The study incorporated 10,000 thermocycles to simulate one year of intraoral ageing, a design choice that makes the bond strength figures more clinically honest than many comparative studies, even if it also pulls them toward the lower end of the acceptable range.

What this study keeps insisting is that adhesive dentistry’s components are not individually optimisable. The best outcome depended on the right combination of surface treatment, adhesive mode, and composite viscosity. Flowable composites have long been understood as structurally inferior to packable ones; this study at least offers grounds to reconsider what “inferior” means when the bonding surface has been appropriately prepared.

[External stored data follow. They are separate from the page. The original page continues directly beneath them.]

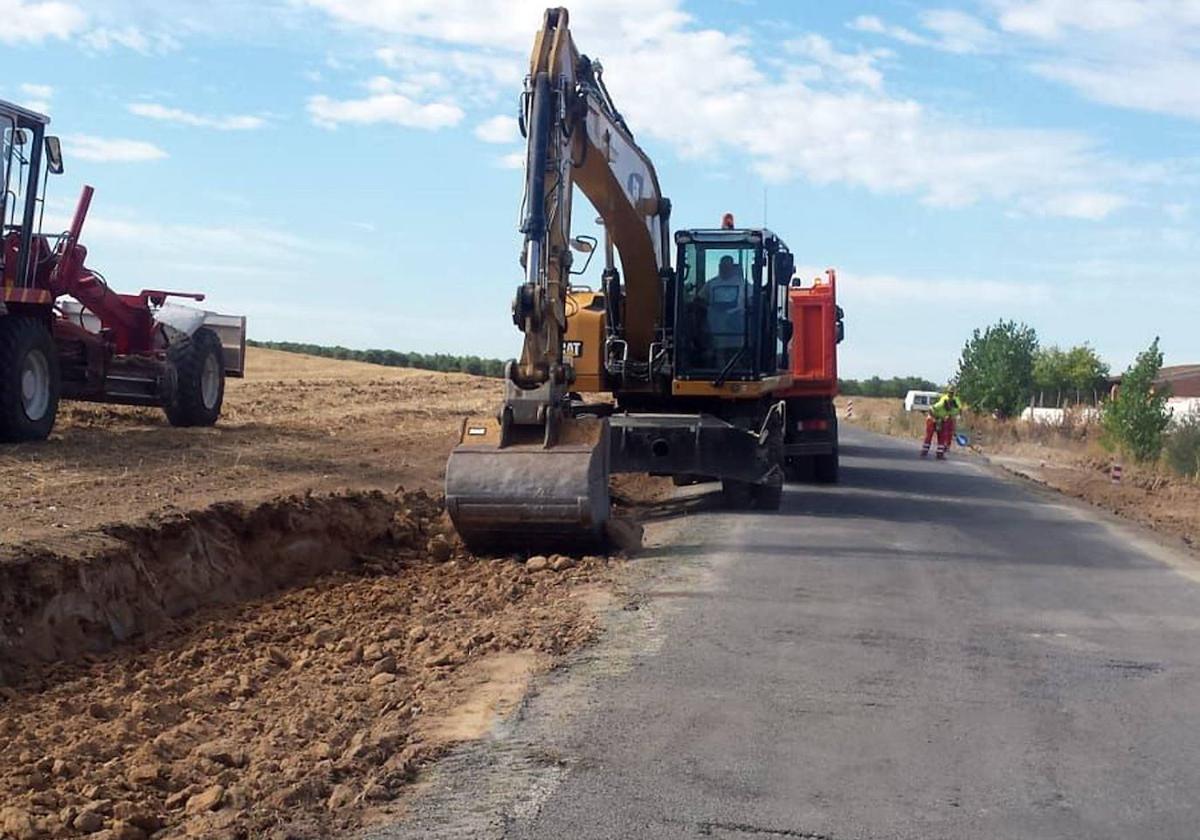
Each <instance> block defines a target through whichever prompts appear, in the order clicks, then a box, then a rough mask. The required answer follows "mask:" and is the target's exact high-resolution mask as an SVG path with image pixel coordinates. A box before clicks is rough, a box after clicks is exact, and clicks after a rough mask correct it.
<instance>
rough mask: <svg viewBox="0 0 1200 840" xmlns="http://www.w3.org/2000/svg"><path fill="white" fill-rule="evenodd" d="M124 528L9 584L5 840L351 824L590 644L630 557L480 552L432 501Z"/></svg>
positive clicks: (230, 512) (5, 753) (14, 571)
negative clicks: (75, 553) (604, 611)
mask: <svg viewBox="0 0 1200 840" xmlns="http://www.w3.org/2000/svg"><path fill="white" fill-rule="evenodd" d="M107 539H110V540H113V545H112V546H109V547H108V550H107V552H106V553H102V554H101V556H97V557H92V558H86V559H79V558H65V557H58V558H53V557H46V556H32V554H28V556H22V557H18V558H16V559H11V563H8V564H5V565H6V569H10V572H8V574H11V575H14V576H17V575H25V576H26V578H25V580H26V581H34V580H35V578H37V577H38V575H42V572H41V571H40V570H43V569H44V570H46V571H44V575H43V577H44V580H43V581H42V582H41V584H40V586H38V584H36V583H35V584H34V586H31V587H30V588H29V589H28V590H26V593H25V594H24V595H22V596H14V595H13V594H12V593H13V589H12V588H10V587H8V586H7V583H10V582H11V583H13V586H16V584H17V583H18V581H19V577H12V578H10V581H7V582H6V587H5V590H6V598H8V599H10V601H8V602H6V605H5V607H6V618H7V619H10V620H8V624H7V625H6V636H7V640H8V641H10V646H8V656H7V665H8V667H10V677H11V679H10V684H8V685H7V686H5V688H0V698H2V701H0V834H4V836H14V838H36V836H78V835H84V834H92V833H96V834H95V836H103V838H122V839H127V840H137V839H138V838H145V836H151V835H152V836H156V838H173V836H202V838H310V836H311V838H320V836H330V835H331V834H335V833H337V832H342V830H349V829H353V828H354V827H356V826H360V824H362V823H364V821H367V820H370V818H372V815H376V816H378V815H379V814H380V811H383V812H388V811H390V810H391V809H394V808H395V805H394V804H392V803H394V800H395V799H396V798H397V797H398V796H400V794H401V793H402V791H403V788H404V786H406V785H407V784H409V782H410V781H412V780H413V778H414V775H415V773H416V772H418V770H419V768H420V767H421V764H422V763H425V762H428V761H431V760H433V758H436V757H437V756H438V754H439V752H440V751H443V750H444V749H445V748H446V746H449V745H450V744H452V743H455V742H457V740H462V739H466V738H473V737H479V736H480V734H482V733H484V732H486V731H487V728H488V727H490V726H491V724H492V721H493V720H494V718H496V716H497V715H499V714H504V713H505V712H506V710H509V709H511V708H512V707H514V706H515V704H516V703H518V702H520V700H521V697H522V696H523V694H524V689H526V683H527V680H528V678H529V676H530V674H533V673H535V672H538V671H540V670H544V668H546V667H548V666H550V665H552V664H553V661H554V660H556V658H557V656H559V655H562V654H563V653H565V652H568V650H570V649H572V648H574V647H576V646H578V644H581V643H584V642H587V641H588V640H590V638H592V637H593V635H594V632H595V620H594V616H593V610H592V606H590V605H592V604H594V602H595V598H594V595H595V590H596V588H598V587H600V586H601V584H604V586H607V584H608V583H611V581H612V580H613V574H614V570H616V566H614V565H613V562H612V560H610V559H608V558H601V557H587V558H580V559H575V558H568V557H563V556H554V557H551V558H533V559H529V560H528V562H526V563H522V562H517V560H516V559H509V558H500V559H475V558H473V557H470V556H469V554H467V553H466V552H464V551H463V550H462V548H461V547H460V546H457V545H456V544H455V541H454V538H452V534H451V533H450V529H449V526H448V524H446V521H445V518H444V516H443V514H442V511H440V505H439V504H438V502H437V500H436V499H433V498H431V497H428V496H426V494H425V493H420V492H419V493H407V494H404V496H402V497H401V496H397V497H390V498H389V497H386V496H384V494H382V493H373V494H350V496H343V497H335V498H328V499H317V498H308V499H304V498H300V499H284V500H276V502H272V503H269V504H264V505H259V506H254V508H245V509H242V508H240V506H238V505H218V506H216V508H212V509H209V510H206V511H202V512H200V514H197V515H192V516H187V517H178V518H170V520H169V521H166V522H162V523H160V524H158V526H157V527H155V526H152V524H150V523H146V524H143V526H138V527H134V528H119V529H115V533H114V534H110V535H108V536H107ZM122 546H124V547H122ZM322 546H325V548H324V550H322V548H320V547H322ZM436 558H437V559H436ZM17 570H19V571H17ZM281 586H287V587H289V588H288V589H286V590H283V592H282V593H280V592H277V588H278V587H281ZM263 593H266V594H265V595H263ZM109 595H112V598H108V596H109ZM22 619H23V620H22ZM52 619H53V620H52ZM23 628H24V631H22V629H23ZM22 640H24V641H22ZM116 642H124V643H121V644H116ZM113 646H115V647H113ZM106 647H112V649H110V650H108V652H100V650H103V648H106Z"/></svg>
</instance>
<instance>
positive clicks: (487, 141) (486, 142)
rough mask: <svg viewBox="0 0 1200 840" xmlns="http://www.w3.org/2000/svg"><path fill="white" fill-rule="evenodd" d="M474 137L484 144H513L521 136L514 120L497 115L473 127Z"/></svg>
mask: <svg viewBox="0 0 1200 840" xmlns="http://www.w3.org/2000/svg"><path fill="white" fill-rule="evenodd" d="M475 137H478V138H479V139H481V140H482V142H484V143H515V142H516V140H517V139H518V138H520V137H521V134H520V132H518V131H517V121H516V119H514V118H511V116H504V115H503V114H497V115H496V116H492V118H488V119H486V120H484V121H482V122H480V124H479V125H478V126H475Z"/></svg>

Dr Samuel Rosehill is a general dentist with a prosthodontic focus, practising at Ethical Dental in Coffs Harbour, NSW. He holds a BDSc (Hons) from the University of Queensland, an MBA, an MMktg, and an MClinDent in Fixed & Removable Prosthodontics (Distinction) from King’s College London.

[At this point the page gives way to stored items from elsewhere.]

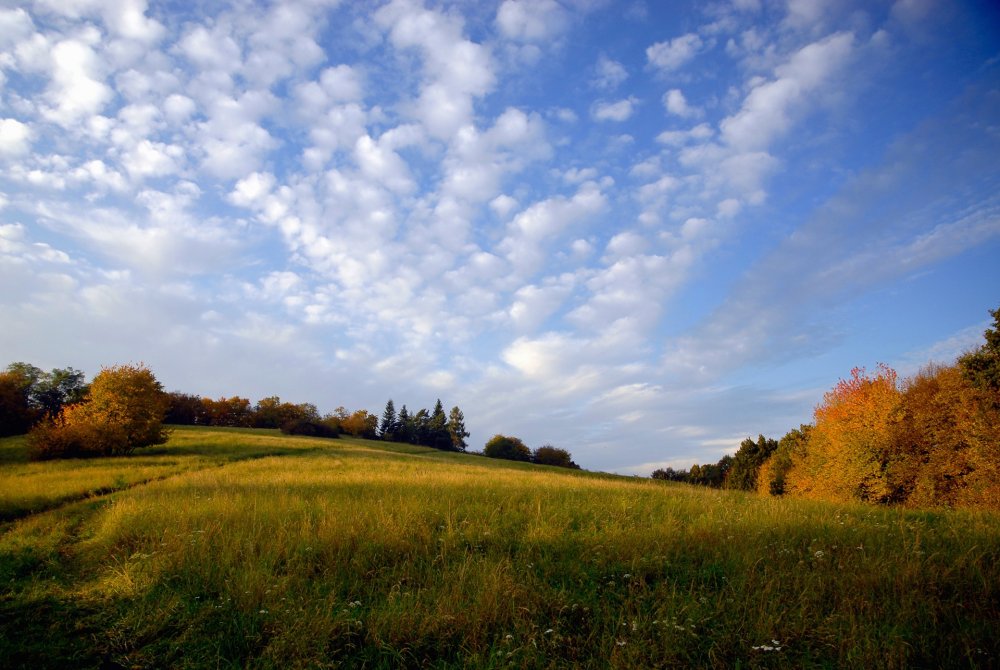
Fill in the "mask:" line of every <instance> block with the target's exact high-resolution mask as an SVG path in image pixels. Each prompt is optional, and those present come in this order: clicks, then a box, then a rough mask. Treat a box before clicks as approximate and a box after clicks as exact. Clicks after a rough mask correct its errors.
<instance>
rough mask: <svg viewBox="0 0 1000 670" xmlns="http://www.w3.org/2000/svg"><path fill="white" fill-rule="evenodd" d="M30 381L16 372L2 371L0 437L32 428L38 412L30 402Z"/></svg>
mask: <svg viewBox="0 0 1000 670" xmlns="http://www.w3.org/2000/svg"><path fill="white" fill-rule="evenodd" d="M28 389H29V382H28V381H27V380H26V379H25V378H24V377H23V376H21V375H20V374H18V373H16V372H9V371H8V372H0V437H6V436H8V435H22V434H24V433H27V432H28V431H29V430H30V429H31V425H32V424H33V423H34V422H35V417H36V416H37V412H35V411H34V410H33V409H32V408H31V405H30V404H29V403H28Z"/></svg>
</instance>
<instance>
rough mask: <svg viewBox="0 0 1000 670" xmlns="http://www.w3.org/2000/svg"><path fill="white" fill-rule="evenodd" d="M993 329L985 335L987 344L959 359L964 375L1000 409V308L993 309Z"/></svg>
mask: <svg viewBox="0 0 1000 670" xmlns="http://www.w3.org/2000/svg"><path fill="white" fill-rule="evenodd" d="M990 315H991V316H992V317H993V327H992V328H987V329H986V331H985V332H984V333H983V338H984V339H985V340H986V341H985V343H984V344H983V345H982V346H980V347H979V348H978V349H975V350H973V351H970V352H969V353H967V354H965V355H964V356H962V357H961V358H959V359H958V364H959V365H960V366H961V368H962V374H963V375H964V376H965V378H966V379H968V380H969V381H970V382H972V385H973V386H975V387H976V388H979V389H981V390H983V391H985V392H986V393H988V394H989V396H990V400H991V401H992V403H993V404H994V406H995V407H1000V307H998V308H997V309H991V310H990Z"/></svg>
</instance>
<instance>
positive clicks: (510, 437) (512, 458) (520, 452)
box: [483, 435, 531, 462]
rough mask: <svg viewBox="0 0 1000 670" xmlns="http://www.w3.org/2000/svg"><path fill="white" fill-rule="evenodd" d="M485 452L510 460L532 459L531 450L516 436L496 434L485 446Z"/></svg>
mask: <svg viewBox="0 0 1000 670" xmlns="http://www.w3.org/2000/svg"><path fill="white" fill-rule="evenodd" d="M483 454H484V455H485V456H489V457H490V458H503V459H506V460H508V461H525V462H529V461H531V450H530V449H528V447H527V446H526V445H525V444H524V442H522V441H521V440H519V439H517V438H516V437H507V436H506V435H494V436H493V437H491V438H490V441H489V442H487V443H486V446H485V447H483Z"/></svg>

Reference: Nguyen VA, Nguyen TTH, Nguyen VH, Nguyen TT. Comparative Evaluation of Bond Strength Between Flowable and Condensable Composites to Dentin Treated by Sandblasting and Different Adhesive Systems: An In Vitro Experimental Study. Int J Prosthodont, 2026. DOI: 10.11607/ijp.9640

Clinical Relevance

Air abrasion of dentin with 50 µm aluminium oxide significantly improves shear bond strength and is worth considering in direct restorations, not just indirect work. Flowable composites bond more effectively than packable composites to sandblasted dentin, challenging the convention that flowables are a liner choice rather than a structural preference. Single Bond Universal in etch-and-rinse mode produced the highest bond strengths overall, but the study's most important finding is that the best result depends on the right combination of all three factors — surface treatment, adhesive mode, and composite type — rather than any single variable optimised in isolation.

Disclosure: The author has no financial conflicts of interest related to the products or topics discussed in this review. This is an independent summary prepared for educational purposes.